Pedro Sánchez emprendió el miércoles una gira que le va a llevar desde Bratislava a Bruselas, pasando por Bucarest, Roma, Berlín y Dublín. La guerra en Ucrania y los efectos que está provocando la criminal acción de Vladímir Putin en la economía mundial constituyen los temas básicos a tratar con otros líderes europeos. Se supone que, en casos críticos como el actual, un presidente debe moverse para negociar, discutir, proponer e influir en la opinión de los demás. Pero los viajes del líder socialista no gustan nada en la oposición. Lo que más irrita, en concreto, es que haga uso de los medios de transporte oficiales que tienen los presidentes a su disposición. El Falcon, sobre todo, se ha convertido en símbolo maldito del poder de Sánchez para sus adversarios políticos, aunque lo utilizaron todos, desde Felipe González a Mariano Rajoy.

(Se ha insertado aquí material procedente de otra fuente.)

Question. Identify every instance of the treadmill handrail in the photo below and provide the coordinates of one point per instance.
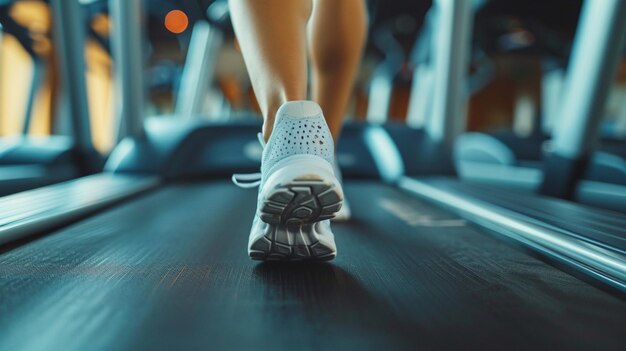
(30, 212)
(606, 266)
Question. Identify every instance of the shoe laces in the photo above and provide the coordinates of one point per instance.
(249, 180)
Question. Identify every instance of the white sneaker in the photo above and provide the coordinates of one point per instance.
(299, 192)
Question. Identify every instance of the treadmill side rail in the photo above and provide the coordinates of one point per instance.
(34, 211)
(607, 266)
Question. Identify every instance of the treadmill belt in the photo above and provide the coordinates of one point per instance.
(169, 270)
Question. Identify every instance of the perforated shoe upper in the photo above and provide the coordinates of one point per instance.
(299, 128)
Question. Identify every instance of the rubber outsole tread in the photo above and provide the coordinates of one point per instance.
(291, 211)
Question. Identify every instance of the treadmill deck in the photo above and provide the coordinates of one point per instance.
(169, 270)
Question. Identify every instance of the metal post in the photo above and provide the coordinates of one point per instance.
(199, 70)
(127, 46)
(69, 37)
(451, 48)
(35, 84)
(593, 63)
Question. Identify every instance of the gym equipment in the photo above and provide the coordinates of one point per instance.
(521, 162)
(28, 162)
(168, 269)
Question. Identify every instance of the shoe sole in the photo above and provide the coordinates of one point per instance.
(292, 210)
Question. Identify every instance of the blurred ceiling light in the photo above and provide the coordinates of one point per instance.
(176, 21)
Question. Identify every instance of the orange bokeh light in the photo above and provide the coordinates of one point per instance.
(176, 21)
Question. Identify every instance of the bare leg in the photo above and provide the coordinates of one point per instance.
(337, 34)
(272, 37)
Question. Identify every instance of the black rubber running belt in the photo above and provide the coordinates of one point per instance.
(170, 271)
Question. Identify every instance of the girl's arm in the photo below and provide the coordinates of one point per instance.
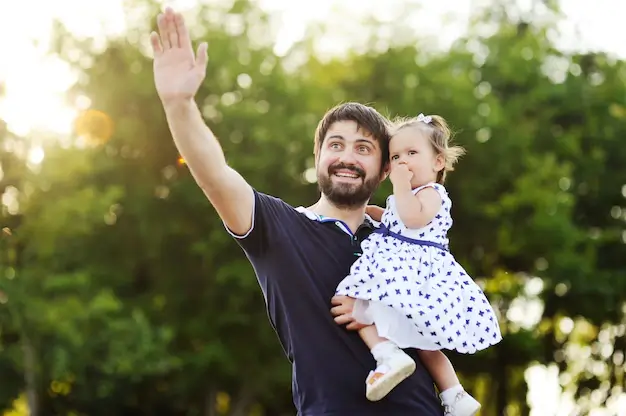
(416, 211)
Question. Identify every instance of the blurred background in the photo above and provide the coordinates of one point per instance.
(120, 292)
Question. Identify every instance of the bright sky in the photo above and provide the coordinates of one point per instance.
(34, 84)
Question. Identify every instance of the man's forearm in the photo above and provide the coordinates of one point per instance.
(195, 142)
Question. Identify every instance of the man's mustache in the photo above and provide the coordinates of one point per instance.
(342, 166)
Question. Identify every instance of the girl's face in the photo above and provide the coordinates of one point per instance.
(411, 146)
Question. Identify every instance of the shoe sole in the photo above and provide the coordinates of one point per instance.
(475, 412)
(389, 383)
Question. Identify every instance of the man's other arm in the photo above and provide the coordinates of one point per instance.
(229, 193)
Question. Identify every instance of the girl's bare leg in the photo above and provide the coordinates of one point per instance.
(440, 369)
(453, 396)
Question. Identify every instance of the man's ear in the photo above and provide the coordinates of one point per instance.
(385, 171)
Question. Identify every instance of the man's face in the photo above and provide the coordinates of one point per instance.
(348, 165)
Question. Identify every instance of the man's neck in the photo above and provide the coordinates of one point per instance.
(353, 217)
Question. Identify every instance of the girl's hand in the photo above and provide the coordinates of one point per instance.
(375, 212)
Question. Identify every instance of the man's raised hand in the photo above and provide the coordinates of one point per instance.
(178, 73)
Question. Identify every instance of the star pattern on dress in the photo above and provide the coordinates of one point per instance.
(424, 285)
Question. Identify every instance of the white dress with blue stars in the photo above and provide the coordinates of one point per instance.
(418, 295)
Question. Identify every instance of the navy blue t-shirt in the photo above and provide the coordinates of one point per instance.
(299, 260)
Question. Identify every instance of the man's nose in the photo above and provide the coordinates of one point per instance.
(348, 157)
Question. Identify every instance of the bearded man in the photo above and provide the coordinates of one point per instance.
(299, 254)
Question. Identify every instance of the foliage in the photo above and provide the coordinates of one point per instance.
(121, 292)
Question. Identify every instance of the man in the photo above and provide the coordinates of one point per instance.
(299, 256)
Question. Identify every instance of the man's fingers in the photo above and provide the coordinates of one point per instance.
(338, 299)
(184, 41)
(170, 27)
(202, 58)
(338, 310)
(155, 42)
(162, 26)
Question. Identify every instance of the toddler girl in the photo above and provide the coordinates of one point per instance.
(407, 285)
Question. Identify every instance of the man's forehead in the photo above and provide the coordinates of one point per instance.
(349, 130)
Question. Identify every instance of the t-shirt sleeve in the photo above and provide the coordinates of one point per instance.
(268, 214)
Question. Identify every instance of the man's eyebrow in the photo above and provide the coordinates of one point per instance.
(369, 141)
(364, 140)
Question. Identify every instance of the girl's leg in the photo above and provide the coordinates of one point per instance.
(456, 400)
(370, 336)
(392, 364)
(440, 369)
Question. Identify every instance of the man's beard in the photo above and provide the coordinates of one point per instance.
(347, 195)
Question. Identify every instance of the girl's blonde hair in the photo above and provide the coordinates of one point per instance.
(440, 137)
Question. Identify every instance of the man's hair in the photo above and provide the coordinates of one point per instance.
(370, 121)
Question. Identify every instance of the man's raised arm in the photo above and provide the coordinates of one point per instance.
(178, 73)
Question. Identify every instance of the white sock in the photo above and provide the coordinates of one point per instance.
(448, 396)
(382, 350)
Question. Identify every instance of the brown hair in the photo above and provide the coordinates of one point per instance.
(366, 118)
(440, 137)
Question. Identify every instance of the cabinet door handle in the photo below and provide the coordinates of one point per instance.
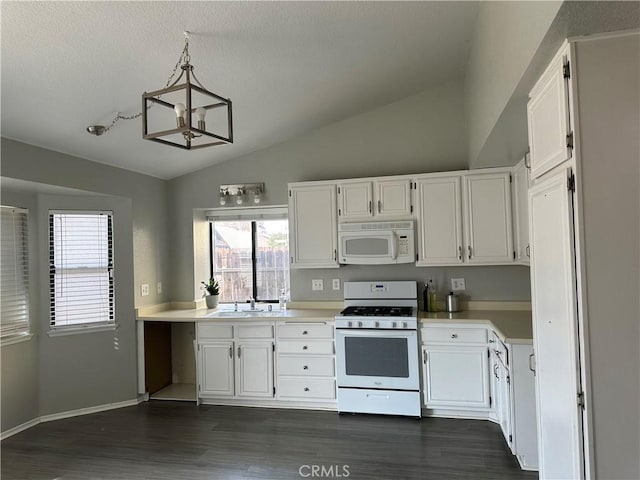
(532, 359)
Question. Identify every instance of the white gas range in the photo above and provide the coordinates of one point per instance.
(377, 349)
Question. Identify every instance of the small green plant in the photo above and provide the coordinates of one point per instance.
(212, 287)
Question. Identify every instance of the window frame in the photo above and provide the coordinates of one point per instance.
(92, 326)
(248, 214)
(18, 329)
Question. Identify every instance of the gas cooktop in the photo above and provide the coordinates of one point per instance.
(377, 311)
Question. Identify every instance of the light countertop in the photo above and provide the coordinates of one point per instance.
(512, 326)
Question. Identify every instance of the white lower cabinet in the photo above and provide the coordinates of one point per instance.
(235, 361)
(455, 367)
(306, 362)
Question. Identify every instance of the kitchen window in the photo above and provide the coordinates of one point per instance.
(250, 253)
(14, 274)
(81, 270)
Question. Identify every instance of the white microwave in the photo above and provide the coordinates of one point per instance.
(376, 243)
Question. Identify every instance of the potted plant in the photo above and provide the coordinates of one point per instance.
(212, 289)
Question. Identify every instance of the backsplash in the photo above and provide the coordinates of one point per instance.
(497, 283)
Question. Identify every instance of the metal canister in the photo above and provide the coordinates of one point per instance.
(452, 302)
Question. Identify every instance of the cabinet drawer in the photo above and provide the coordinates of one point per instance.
(209, 331)
(311, 388)
(306, 346)
(431, 334)
(311, 330)
(255, 331)
(305, 366)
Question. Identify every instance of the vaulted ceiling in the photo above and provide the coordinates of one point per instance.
(289, 67)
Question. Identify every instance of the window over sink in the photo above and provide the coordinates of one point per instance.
(250, 253)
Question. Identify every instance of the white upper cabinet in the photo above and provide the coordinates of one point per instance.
(488, 220)
(355, 200)
(464, 218)
(439, 212)
(375, 199)
(313, 225)
(520, 189)
(550, 135)
(393, 199)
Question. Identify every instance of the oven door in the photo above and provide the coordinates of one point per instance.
(385, 359)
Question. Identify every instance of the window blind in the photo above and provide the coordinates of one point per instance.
(14, 272)
(81, 268)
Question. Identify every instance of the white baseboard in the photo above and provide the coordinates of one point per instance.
(71, 413)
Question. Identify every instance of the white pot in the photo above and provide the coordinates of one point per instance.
(212, 301)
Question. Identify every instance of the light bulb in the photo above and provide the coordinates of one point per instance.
(201, 113)
(180, 114)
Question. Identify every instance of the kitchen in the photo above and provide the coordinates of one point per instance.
(165, 239)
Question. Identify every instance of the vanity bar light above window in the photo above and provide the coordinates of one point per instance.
(238, 194)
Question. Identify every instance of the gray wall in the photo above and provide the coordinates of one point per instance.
(19, 368)
(505, 39)
(88, 369)
(423, 133)
(148, 195)
(608, 76)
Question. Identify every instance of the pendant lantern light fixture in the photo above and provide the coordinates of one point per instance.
(191, 116)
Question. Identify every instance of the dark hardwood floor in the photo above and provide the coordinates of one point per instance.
(172, 440)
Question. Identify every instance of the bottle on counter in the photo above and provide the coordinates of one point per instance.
(432, 296)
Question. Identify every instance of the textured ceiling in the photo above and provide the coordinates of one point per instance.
(288, 67)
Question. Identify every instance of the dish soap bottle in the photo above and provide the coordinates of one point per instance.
(432, 296)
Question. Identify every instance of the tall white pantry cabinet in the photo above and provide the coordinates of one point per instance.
(584, 205)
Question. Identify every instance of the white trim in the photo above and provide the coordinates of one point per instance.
(71, 413)
(86, 328)
(13, 339)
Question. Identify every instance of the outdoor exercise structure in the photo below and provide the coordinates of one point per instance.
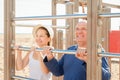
(98, 18)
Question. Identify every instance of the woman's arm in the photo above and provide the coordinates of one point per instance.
(21, 63)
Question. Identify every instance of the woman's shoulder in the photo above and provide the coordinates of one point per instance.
(73, 47)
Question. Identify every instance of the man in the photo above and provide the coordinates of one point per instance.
(73, 67)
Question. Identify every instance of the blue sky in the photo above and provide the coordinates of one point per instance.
(43, 7)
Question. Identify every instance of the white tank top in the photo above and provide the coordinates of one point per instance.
(35, 69)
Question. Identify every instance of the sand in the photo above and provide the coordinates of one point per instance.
(27, 40)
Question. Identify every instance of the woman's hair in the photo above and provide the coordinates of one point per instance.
(47, 33)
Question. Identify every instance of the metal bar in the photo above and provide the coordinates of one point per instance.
(32, 25)
(111, 5)
(53, 51)
(51, 17)
(107, 15)
(21, 78)
(108, 54)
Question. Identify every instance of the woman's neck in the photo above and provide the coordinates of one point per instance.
(82, 45)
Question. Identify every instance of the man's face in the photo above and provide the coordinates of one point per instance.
(81, 32)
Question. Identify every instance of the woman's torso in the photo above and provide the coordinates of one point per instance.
(35, 69)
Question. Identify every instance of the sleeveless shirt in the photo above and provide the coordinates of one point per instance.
(36, 70)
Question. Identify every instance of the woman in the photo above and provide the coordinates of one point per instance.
(38, 71)
(73, 67)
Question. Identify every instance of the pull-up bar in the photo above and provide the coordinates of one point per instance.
(107, 15)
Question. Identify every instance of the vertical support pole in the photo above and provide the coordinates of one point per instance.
(92, 17)
(69, 39)
(75, 20)
(54, 21)
(9, 61)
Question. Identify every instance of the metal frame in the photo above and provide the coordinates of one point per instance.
(93, 72)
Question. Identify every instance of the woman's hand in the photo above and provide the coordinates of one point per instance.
(47, 52)
(81, 54)
(16, 47)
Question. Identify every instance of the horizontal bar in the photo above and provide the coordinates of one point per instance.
(31, 25)
(53, 51)
(111, 5)
(50, 17)
(108, 54)
(68, 16)
(22, 78)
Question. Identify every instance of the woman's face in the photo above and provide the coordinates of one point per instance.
(41, 38)
(81, 33)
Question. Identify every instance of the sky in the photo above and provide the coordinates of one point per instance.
(43, 7)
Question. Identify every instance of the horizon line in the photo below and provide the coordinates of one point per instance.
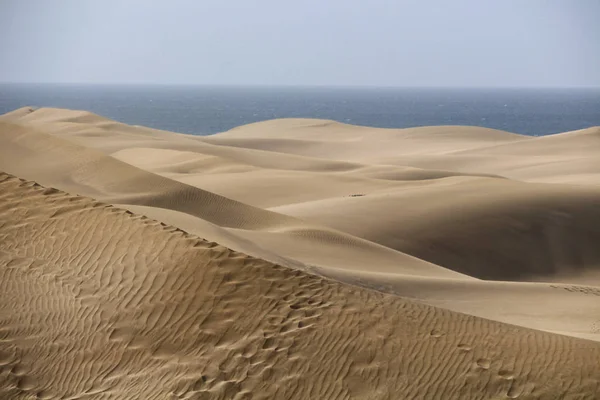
(297, 86)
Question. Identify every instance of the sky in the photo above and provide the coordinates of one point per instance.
(389, 43)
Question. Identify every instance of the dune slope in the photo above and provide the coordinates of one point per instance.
(98, 302)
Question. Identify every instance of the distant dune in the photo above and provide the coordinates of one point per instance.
(296, 259)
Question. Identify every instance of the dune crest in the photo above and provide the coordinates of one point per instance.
(154, 312)
(352, 262)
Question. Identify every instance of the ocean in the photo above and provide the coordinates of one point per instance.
(204, 110)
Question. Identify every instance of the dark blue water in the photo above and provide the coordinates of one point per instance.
(205, 110)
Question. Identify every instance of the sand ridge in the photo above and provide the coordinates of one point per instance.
(411, 225)
(158, 313)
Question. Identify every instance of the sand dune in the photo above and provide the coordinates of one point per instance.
(98, 302)
(353, 249)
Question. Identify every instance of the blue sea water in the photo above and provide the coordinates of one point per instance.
(205, 110)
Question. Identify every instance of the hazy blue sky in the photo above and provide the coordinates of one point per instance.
(303, 42)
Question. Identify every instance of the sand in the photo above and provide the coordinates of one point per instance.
(296, 259)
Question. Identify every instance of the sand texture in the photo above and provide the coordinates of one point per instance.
(296, 259)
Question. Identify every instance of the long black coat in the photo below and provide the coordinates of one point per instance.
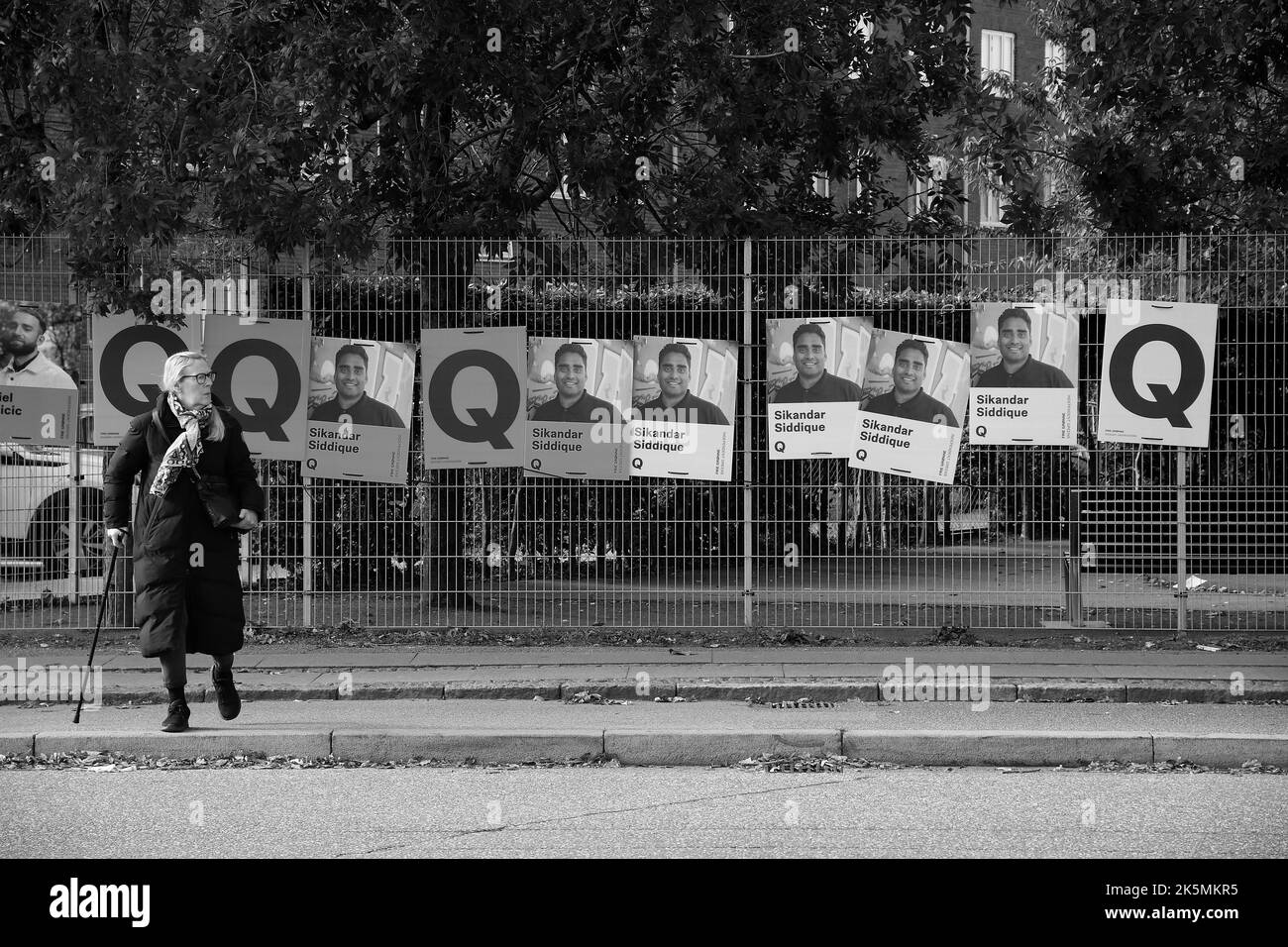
(172, 599)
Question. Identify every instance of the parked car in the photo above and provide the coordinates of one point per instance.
(35, 497)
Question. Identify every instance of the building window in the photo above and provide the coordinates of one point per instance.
(996, 55)
(919, 195)
(1054, 64)
(992, 205)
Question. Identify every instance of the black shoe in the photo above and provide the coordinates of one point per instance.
(176, 718)
(226, 693)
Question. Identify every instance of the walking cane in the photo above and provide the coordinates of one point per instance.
(102, 608)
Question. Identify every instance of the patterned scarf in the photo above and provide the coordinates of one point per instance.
(185, 450)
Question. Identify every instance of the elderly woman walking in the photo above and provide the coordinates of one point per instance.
(197, 489)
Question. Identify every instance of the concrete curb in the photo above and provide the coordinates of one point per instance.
(691, 748)
(484, 746)
(999, 748)
(191, 744)
(712, 748)
(1048, 689)
(1215, 749)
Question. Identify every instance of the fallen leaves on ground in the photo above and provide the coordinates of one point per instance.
(97, 762)
(590, 697)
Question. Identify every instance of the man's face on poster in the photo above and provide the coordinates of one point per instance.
(810, 356)
(673, 375)
(910, 371)
(351, 376)
(1014, 339)
(21, 333)
(571, 375)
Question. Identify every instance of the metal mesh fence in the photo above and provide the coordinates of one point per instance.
(1134, 538)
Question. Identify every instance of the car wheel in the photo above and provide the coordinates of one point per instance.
(51, 536)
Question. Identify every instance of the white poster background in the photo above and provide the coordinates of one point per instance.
(39, 415)
(910, 449)
(572, 450)
(686, 451)
(815, 429)
(475, 389)
(1155, 382)
(364, 453)
(267, 385)
(129, 355)
(1025, 415)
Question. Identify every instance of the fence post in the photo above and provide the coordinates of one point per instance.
(73, 510)
(747, 575)
(307, 482)
(1073, 558)
(1183, 459)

El presidente del Gobierno español debería seguir los sabios consejos de Santiago Abascal, que le invitó hace unos días a no viajar tanto en Falcon y a pararse en bares de carretera, que es donde en verdad se arregla el mundo; no en vano, el líder de Vox sabe mucho de chiringuitos y de solucionar los problemas en dos patadas. Pues claro que sí. Si hay que quedar con el primer ministro de Portugal, Sánchez podría coger el autobús de línea que pasa por Navalcarnero, Lagartera, Miajadas y Trujillo y reunirse con António Costa en una estación de servicio. Bocadillos, vino, unos carajillos y todo arreglado. El delicado asunto de la seguridad no parece ser un problema para quienes le acusan de viajar a menudo en un avión militar. Que un franquista haya ido a juicio acusado de planificar cómo mataría de un tiro al presidente debe ser una chiquillada.